Cozinhando o bicho

Finalmente chegamos ao nosso ultimo artigo de apresentação do rpg indie, para o público que desconhece, ou talvez até para os entendidos.

Para quem não leu ainda eu recomendo os artigos anteriores, o primeiro sobre a introdução, e os outros três sobre os três outros “tipos” de rpg indie.

Destrinchando o demônio, limpando a carne e temperando a carne.

Agora ta na hora de falar do mais familiar, e ao mesmo tempo o que traz mais novidades para o nosso mundo rpgistico: o tipo narrativo.

Todos nós sabemos que o rpg envolve narrativa, e que muitos sistemas atuais se chamam de narrativos, e de certa forma o são. Além disso muitos conhecem o famoso artigo dos três tipos de sistema, que surgiu em inglês no The Forge e depois foi distribuido traduzido para vários meios. Esses três sistemas seriam os: narrativos, simuladores e de jogo. Representados por storyteller, gurps e d&d respectivamente.

Sim, o rpg indie tem forte base nos “estudos” feitos pelos grupos que estavam envolvidos com o the forge, mas esse tipo de rpg indie do qual eu estou falando não é exatamente aquele, nem exatamente como storyteller.

A principal diferença vem com a idéia de que não só a narrativa é importante, mas a forma como ela é feita também. Assim surgiu o conceito de controle narrativo, ou seja, quem controla o que acontece na história, de que forma e quando.

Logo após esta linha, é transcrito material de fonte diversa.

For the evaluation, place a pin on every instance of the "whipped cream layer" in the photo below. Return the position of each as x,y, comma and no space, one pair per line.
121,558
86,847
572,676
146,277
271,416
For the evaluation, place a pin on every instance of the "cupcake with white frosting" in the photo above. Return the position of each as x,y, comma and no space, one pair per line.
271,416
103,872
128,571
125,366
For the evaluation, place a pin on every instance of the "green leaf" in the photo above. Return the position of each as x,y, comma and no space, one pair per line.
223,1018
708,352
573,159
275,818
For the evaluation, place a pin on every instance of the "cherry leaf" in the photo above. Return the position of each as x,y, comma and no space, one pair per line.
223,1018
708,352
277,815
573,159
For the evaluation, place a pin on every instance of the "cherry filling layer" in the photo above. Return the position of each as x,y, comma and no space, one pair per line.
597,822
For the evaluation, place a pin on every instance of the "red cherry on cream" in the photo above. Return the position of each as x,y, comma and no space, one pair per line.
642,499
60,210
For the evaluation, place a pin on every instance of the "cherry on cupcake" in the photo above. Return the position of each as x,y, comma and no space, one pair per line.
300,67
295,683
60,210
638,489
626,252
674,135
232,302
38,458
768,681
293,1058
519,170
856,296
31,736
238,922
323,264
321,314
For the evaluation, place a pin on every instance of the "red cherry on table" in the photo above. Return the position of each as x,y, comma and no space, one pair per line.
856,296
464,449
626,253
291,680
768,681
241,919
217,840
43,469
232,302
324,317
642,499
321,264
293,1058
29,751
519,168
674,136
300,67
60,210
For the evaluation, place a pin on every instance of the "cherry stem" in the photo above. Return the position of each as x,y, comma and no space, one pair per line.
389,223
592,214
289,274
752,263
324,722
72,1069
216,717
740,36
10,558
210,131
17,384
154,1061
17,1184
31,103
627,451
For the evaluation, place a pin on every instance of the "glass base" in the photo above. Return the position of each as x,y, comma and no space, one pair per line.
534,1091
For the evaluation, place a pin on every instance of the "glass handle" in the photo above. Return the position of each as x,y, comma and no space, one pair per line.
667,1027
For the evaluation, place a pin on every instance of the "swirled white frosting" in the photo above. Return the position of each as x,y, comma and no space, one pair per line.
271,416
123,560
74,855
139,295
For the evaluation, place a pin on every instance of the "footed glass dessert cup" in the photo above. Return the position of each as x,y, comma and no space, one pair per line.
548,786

Os rpgs indie que se utilizam mais desse estilo gostam muito de brincar com o sistema e com o ritmo do jogo para criar experiências diversas, essas brincadeiras são em geral em dois campos: no controle e no passo.

Mudanças no controle

Ja se fez de tudo nesse jogo rpgistico nosso que muitos não sabem. Jogo sem mestre, onde todos revesam para tomar decisões importantes, jogos com vários mestres e um jogador, jogo com jogadores que são respectivamente o mestre de outro jogador, criando uma corrente. Essas mudanças no controle também vem pelo lado do sistema, como por exemplo um sistema onde a vitória no teste não decide o resultado, mas decide quem decide o resultado, ou seja, você pode escolher falhar no golpe por ter escorregado, e assim fica fora do caminho de algum perigo maior.

Essas mudanças em geral envolvem um desapego do jogador com o personagem, por que ele não esta sempre sobre o controle de suas ações e pode, “em nome da história”, ter que colocar seu personagem numa enrascada. Da mesma forma o perigo de alguém tentando ferrar seu personagem diminui, já que todos se concentram em contar uma história legal.

Mudanças no ritmo

Ja percebeu quanto tempo dura uma batalha em d&d? Bom, se você esta jogando d&d então você gosta de batalhas e por isso não se importaria em gastar muito tempo com a porrada. Os escritores e jogadores de rpg indie perceberam isso e perceberam que nem sempre a proposta do rpg bate com a prática daquele jogo, como storyteller que diz que quer contar uma história, mas gasta mais tempo em combate do que d&d. Assim os rpgs indie que se preocupavam com a narrativa adaptaram suas mecânicas, uns bem outros mal sucedidos, às suas necessidades de tempo e foco. Um sistema projetado para ser one-shot não pode ter uma criação de personagem que dure mais do que meia hora.

Outros sistemas mais recentes tem até mecânicas específicas para a mudança de ritmo de acordo com o momento do jogo, acelerando em algumas partes e diminuindo em outras, poderiamos dizer que as mecânicas de fim de jogo são uma forma de mecânicas de mudança de ritmo também.

Pra que dado?

Bom, muito se reclama dos dados, quando se tenta concentrar em narração. Mas muito se foi perdido em nome de decisões arbitrárias antes de se criarem sistemas alternativos. Não ter dado não significa que o controle narrativo deve ser totalitário, nem que deva ser na base do grito. Polaris é um rpg premiado e inovador, que propõe um sistema de resolução de conflito baseado em falas, argumentos e respostas, assim suas ações tem uma base de controle, mas que dessa vez dependem de suas falas e não dos seus dados.

Filho bastardo

Nessa tentativa de se misturar rpg com narração, muitas vezes nasce um filho bastardo de rpg com live, e muitas vezes a gente precisa até pedir um dna pra descobrir onde começou a bagunça, sem saber se aquilo é rpg ou live. Alguns “rpgs” dessa forma só conseguem se diferenciar de live por não se utilizarem de fantasias ou roupas específicas.

Bom, cheguei ao final da introdução, dessa vez com menos referências, até por que como disse anteriormente, não são tipos estanques, isolados, são atributos comuns em rpgs indies. Assim muitos dos que eu ja falei se utilizam de tipos específicos de narrativas que se encaixam nessas descrições.